Publié le par Tourtaux

La Russie rappelle son représentant auprès de l'OTAN

Valeri Evnevitch
22:03 03/04/2014
MOSCOU, 3 avril - RIA Novosti

La Russie a rappelé pour consultations son représentant permanent auprès de l'OTAN Valeri Evnevitch, a annoncé jeudi à Moscou le vice-ministre russe de la Défense Anatoli Antonov.

"La politique d'escalade artificielle de la tension n'est pas notre choix. Mais nous ne voyons pas de possibilités de poursuivre la coopération militaire avec l'OTAN comme si de rien n'était. Nous avons décidé de rappeler pour consultations le représentant militaire principal de la Russie auprès de l'OTAN Valeri Evnevitch", a indiqué M.Antonov. 

Selon lui, le renforcement par l'OTAN de sa présence militaire dans l'Europe de l'Est, à proximité des frontières russes, "ne correspond pas à la politique de désescalade dans la région" proclamée par les partenaires américains et européens.

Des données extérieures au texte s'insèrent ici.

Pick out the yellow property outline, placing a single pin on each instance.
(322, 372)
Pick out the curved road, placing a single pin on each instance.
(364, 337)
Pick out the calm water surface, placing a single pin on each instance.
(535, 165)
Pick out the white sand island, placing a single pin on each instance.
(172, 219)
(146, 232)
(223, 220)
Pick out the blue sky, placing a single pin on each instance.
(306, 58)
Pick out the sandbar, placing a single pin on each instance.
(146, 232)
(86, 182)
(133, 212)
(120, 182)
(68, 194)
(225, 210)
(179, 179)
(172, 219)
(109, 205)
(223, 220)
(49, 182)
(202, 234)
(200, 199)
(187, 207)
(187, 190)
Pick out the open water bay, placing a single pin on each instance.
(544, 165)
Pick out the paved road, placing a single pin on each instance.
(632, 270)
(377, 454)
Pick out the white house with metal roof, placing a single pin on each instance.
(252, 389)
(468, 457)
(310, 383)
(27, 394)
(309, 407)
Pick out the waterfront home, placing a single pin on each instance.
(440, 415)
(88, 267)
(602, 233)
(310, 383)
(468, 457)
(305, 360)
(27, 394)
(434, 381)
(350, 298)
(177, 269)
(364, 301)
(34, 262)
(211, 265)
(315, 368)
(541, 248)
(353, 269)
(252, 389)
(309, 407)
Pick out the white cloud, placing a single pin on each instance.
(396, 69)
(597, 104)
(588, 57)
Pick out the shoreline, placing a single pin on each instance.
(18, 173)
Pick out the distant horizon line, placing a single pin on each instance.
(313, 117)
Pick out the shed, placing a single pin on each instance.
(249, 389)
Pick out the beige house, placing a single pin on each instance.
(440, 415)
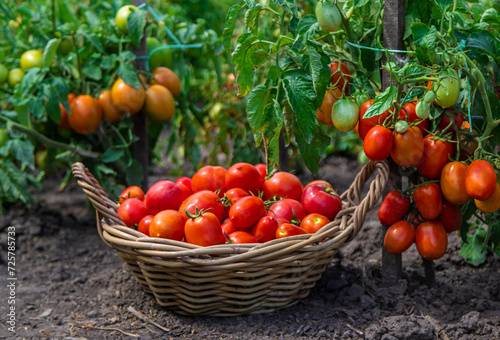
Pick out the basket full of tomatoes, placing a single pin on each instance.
(235, 241)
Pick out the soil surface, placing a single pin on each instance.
(70, 285)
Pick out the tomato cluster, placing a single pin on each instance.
(236, 205)
(156, 100)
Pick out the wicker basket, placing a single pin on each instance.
(232, 279)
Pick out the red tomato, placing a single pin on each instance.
(365, 124)
(436, 154)
(204, 230)
(265, 229)
(399, 237)
(378, 143)
(408, 147)
(318, 199)
(288, 209)
(163, 195)
(287, 229)
(246, 212)
(407, 113)
(168, 224)
(313, 222)
(144, 223)
(262, 169)
(453, 183)
(480, 180)
(428, 199)
(451, 218)
(431, 240)
(340, 79)
(203, 200)
(211, 178)
(244, 176)
(319, 181)
(283, 184)
(393, 208)
(132, 211)
(132, 192)
(239, 237)
(228, 228)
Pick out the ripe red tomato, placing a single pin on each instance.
(203, 200)
(378, 143)
(168, 224)
(451, 218)
(132, 211)
(408, 113)
(399, 237)
(283, 184)
(244, 176)
(204, 230)
(453, 183)
(228, 228)
(314, 222)
(86, 114)
(211, 178)
(428, 199)
(436, 154)
(431, 240)
(246, 212)
(480, 180)
(340, 79)
(288, 209)
(144, 223)
(239, 237)
(393, 207)
(262, 169)
(408, 148)
(287, 229)
(132, 192)
(365, 124)
(324, 112)
(492, 204)
(318, 199)
(163, 195)
(265, 229)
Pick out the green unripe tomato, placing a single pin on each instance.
(30, 59)
(161, 57)
(4, 73)
(329, 17)
(121, 17)
(4, 137)
(401, 126)
(15, 77)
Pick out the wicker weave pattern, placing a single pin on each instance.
(232, 279)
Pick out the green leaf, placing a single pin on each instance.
(92, 71)
(300, 93)
(129, 75)
(232, 16)
(136, 23)
(111, 155)
(474, 251)
(382, 102)
(258, 98)
(312, 152)
(50, 51)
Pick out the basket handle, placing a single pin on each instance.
(353, 194)
(105, 208)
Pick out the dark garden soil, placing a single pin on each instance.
(70, 285)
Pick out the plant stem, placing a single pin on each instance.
(49, 142)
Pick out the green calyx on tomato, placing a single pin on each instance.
(329, 16)
(121, 17)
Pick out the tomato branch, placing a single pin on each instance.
(49, 142)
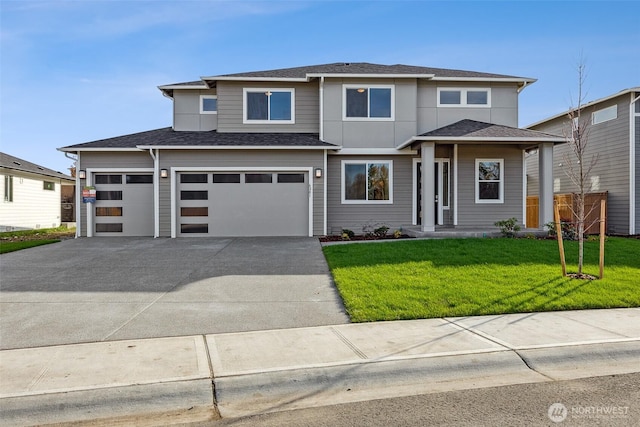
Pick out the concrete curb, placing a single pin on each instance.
(198, 378)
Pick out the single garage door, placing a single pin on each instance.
(243, 203)
(124, 204)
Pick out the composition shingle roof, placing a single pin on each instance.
(363, 68)
(350, 68)
(475, 129)
(167, 137)
(11, 162)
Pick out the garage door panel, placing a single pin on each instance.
(124, 205)
(255, 208)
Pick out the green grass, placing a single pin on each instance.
(11, 241)
(6, 247)
(418, 279)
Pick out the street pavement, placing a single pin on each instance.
(202, 377)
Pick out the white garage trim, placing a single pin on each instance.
(174, 187)
(89, 181)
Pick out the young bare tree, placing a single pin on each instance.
(575, 165)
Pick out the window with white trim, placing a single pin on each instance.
(489, 180)
(208, 104)
(272, 106)
(368, 102)
(367, 181)
(464, 97)
(604, 115)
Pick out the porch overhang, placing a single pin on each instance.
(474, 132)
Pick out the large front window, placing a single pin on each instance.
(368, 102)
(367, 181)
(269, 105)
(489, 180)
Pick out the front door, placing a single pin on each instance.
(441, 189)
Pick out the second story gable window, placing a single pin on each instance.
(208, 104)
(464, 97)
(263, 105)
(371, 102)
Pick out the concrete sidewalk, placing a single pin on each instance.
(197, 378)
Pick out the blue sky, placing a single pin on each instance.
(77, 71)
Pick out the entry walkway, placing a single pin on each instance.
(199, 377)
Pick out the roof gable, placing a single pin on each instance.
(8, 161)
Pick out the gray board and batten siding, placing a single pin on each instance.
(608, 145)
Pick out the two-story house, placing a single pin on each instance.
(317, 149)
(613, 143)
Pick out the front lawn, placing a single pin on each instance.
(418, 279)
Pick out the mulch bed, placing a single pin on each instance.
(362, 237)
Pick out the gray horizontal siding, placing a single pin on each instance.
(356, 216)
(608, 147)
(472, 214)
(241, 159)
(230, 108)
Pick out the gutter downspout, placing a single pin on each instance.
(632, 164)
(156, 193)
(322, 109)
(76, 164)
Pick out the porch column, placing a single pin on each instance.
(428, 157)
(545, 172)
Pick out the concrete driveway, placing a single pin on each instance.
(103, 289)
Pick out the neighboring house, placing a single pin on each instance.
(314, 150)
(32, 195)
(614, 138)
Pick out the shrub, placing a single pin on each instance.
(508, 227)
(347, 234)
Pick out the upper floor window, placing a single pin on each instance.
(372, 102)
(367, 181)
(269, 105)
(208, 104)
(464, 97)
(604, 115)
(489, 180)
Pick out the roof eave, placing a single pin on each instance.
(239, 147)
(471, 139)
(587, 105)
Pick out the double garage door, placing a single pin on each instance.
(251, 203)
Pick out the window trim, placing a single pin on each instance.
(603, 110)
(368, 87)
(202, 98)
(346, 201)
(463, 97)
(247, 90)
(500, 199)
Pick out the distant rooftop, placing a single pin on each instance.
(8, 161)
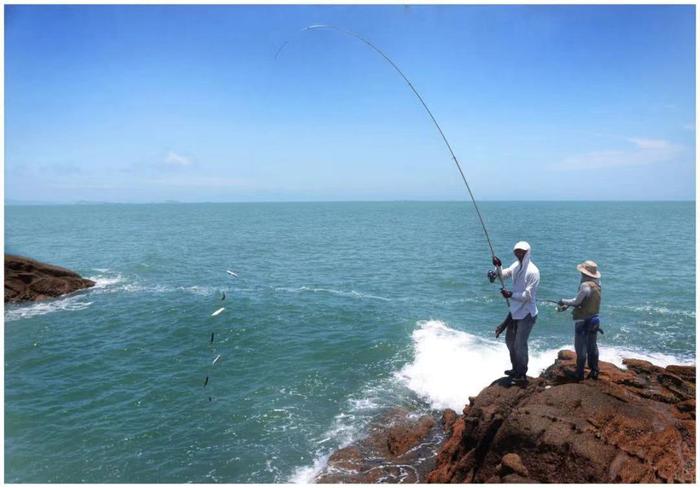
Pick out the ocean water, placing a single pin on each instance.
(340, 311)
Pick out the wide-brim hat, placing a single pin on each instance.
(521, 245)
(589, 268)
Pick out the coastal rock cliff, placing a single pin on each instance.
(28, 279)
(629, 426)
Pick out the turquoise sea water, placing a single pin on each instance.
(340, 311)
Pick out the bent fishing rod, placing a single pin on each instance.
(432, 117)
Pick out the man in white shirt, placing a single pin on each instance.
(523, 308)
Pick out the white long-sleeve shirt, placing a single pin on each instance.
(525, 283)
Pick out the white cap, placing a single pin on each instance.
(521, 245)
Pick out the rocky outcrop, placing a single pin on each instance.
(629, 426)
(27, 279)
(400, 448)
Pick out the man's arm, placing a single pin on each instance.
(532, 281)
(508, 272)
(583, 291)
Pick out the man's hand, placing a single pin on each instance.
(500, 329)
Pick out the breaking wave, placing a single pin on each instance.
(342, 293)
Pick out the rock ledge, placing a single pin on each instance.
(30, 280)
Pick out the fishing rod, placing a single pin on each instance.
(560, 307)
(432, 117)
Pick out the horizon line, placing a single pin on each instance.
(11, 202)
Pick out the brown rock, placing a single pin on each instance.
(30, 280)
(399, 449)
(448, 419)
(630, 426)
(404, 436)
(511, 463)
(516, 478)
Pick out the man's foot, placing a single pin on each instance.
(573, 375)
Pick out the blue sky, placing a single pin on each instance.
(154, 103)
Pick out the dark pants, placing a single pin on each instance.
(517, 334)
(586, 344)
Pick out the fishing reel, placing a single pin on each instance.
(492, 276)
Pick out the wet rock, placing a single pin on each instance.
(30, 280)
(400, 448)
(448, 419)
(630, 426)
(511, 463)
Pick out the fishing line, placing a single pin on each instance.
(425, 106)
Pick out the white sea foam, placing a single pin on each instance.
(451, 365)
(71, 303)
(306, 474)
(651, 309)
(448, 366)
(332, 291)
(102, 282)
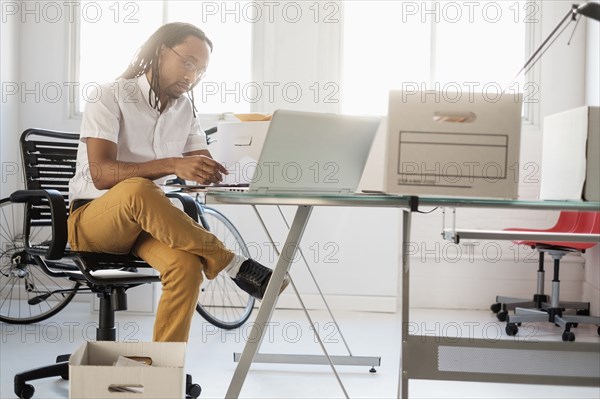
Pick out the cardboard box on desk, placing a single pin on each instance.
(570, 155)
(92, 373)
(453, 144)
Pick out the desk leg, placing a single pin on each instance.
(403, 377)
(267, 305)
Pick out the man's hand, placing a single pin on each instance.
(200, 168)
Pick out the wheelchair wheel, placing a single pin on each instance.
(221, 301)
(28, 294)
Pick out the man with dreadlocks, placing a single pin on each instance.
(136, 131)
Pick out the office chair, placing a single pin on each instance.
(587, 223)
(566, 222)
(49, 160)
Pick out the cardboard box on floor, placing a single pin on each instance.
(92, 373)
(570, 155)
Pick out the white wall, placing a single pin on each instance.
(368, 238)
(9, 107)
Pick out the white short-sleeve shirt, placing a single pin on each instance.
(120, 112)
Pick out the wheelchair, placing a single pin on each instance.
(40, 275)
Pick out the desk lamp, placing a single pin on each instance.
(590, 10)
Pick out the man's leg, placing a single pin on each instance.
(113, 222)
(181, 276)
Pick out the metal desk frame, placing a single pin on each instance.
(428, 351)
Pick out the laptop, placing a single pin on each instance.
(308, 152)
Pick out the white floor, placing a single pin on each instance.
(210, 359)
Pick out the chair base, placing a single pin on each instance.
(552, 315)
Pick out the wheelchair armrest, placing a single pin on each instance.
(58, 211)
(188, 203)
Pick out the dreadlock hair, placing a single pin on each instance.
(146, 57)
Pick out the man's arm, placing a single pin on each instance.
(106, 171)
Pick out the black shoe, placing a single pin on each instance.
(254, 278)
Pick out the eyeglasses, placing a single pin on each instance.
(190, 66)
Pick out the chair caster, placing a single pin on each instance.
(25, 391)
(568, 336)
(192, 391)
(501, 316)
(511, 329)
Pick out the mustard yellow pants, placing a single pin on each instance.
(136, 217)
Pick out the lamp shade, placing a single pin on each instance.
(590, 10)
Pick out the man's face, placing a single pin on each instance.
(182, 65)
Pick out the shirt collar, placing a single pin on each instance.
(144, 86)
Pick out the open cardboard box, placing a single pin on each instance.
(92, 373)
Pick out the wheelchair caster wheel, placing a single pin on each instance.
(512, 329)
(501, 316)
(26, 391)
(496, 307)
(568, 336)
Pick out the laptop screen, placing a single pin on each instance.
(314, 152)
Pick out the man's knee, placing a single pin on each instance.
(139, 187)
(185, 269)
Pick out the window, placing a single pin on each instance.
(342, 56)
(445, 46)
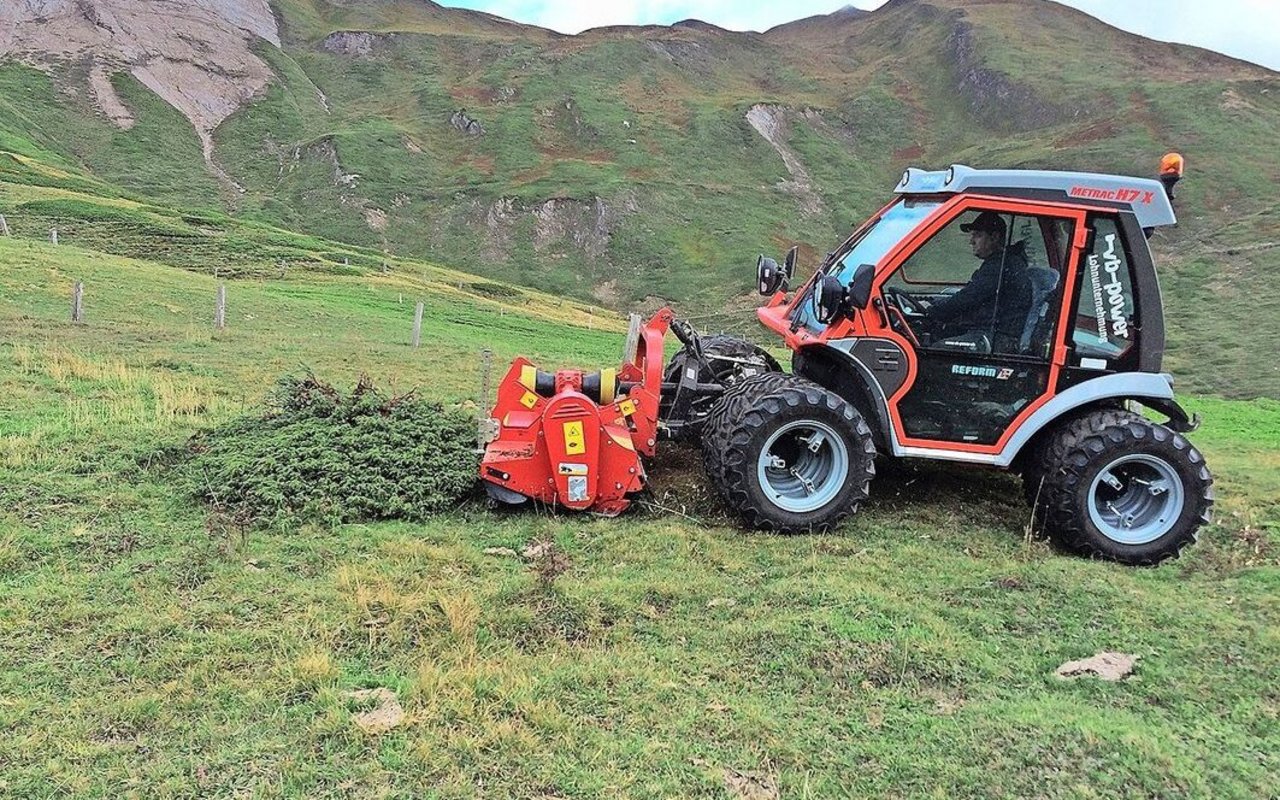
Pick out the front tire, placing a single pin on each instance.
(1119, 487)
(798, 458)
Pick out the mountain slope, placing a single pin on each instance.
(654, 163)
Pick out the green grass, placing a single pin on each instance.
(155, 649)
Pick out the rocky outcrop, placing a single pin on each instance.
(465, 124)
(772, 123)
(350, 42)
(195, 54)
(993, 97)
(558, 224)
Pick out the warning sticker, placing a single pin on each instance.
(575, 444)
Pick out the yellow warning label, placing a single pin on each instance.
(574, 440)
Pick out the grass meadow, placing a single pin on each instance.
(154, 649)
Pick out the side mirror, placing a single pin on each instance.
(828, 298)
(860, 287)
(768, 277)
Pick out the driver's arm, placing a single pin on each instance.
(978, 292)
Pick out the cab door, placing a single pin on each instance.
(982, 318)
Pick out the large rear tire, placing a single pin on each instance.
(1116, 485)
(794, 457)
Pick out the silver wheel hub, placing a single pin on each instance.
(803, 466)
(1136, 499)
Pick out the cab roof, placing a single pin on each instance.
(1142, 196)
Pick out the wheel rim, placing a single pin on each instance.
(803, 466)
(1136, 499)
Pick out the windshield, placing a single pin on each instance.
(871, 247)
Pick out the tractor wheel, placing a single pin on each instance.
(798, 458)
(731, 360)
(1047, 453)
(1120, 487)
(728, 408)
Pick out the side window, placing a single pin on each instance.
(983, 284)
(1104, 309)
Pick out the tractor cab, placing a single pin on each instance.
(976, 298)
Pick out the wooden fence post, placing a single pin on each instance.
(220, 309)
(417, 325)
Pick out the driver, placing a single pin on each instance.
(999, 295)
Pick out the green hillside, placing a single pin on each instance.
(155, 648)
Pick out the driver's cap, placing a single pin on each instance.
(987, 222)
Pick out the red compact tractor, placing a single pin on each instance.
(1009, 319)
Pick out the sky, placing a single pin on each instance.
(1244, 28)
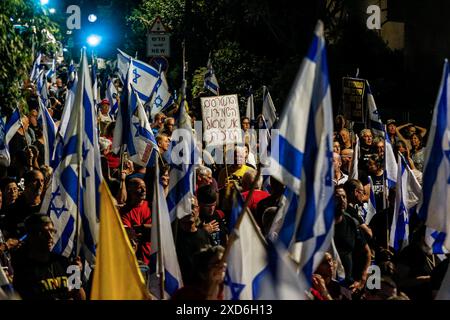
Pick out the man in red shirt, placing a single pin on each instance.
(136, 214)
(257, 195)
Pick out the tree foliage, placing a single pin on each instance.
(23, 28)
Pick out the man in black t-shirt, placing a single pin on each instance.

Les ministres des Affaires étrangères de l'OTAN ont annoncé le 1er avril dernier qu'ils suspendaient la coopération civile et militaire pratique avec la Russie, mais maintenaient le dialogue politique au sein du Conseil Russie-OTAN au niveau des ambassadeurs et à un niveau plus élevé. Le secrétaire général de l'OTAN Anders Fogh Rasmussen a plus tard déclaré que l'Alliance comptait poursuivre la coopération avec Moscou dans la lutte contre le trafic de drogue et sur l'Afghanistan.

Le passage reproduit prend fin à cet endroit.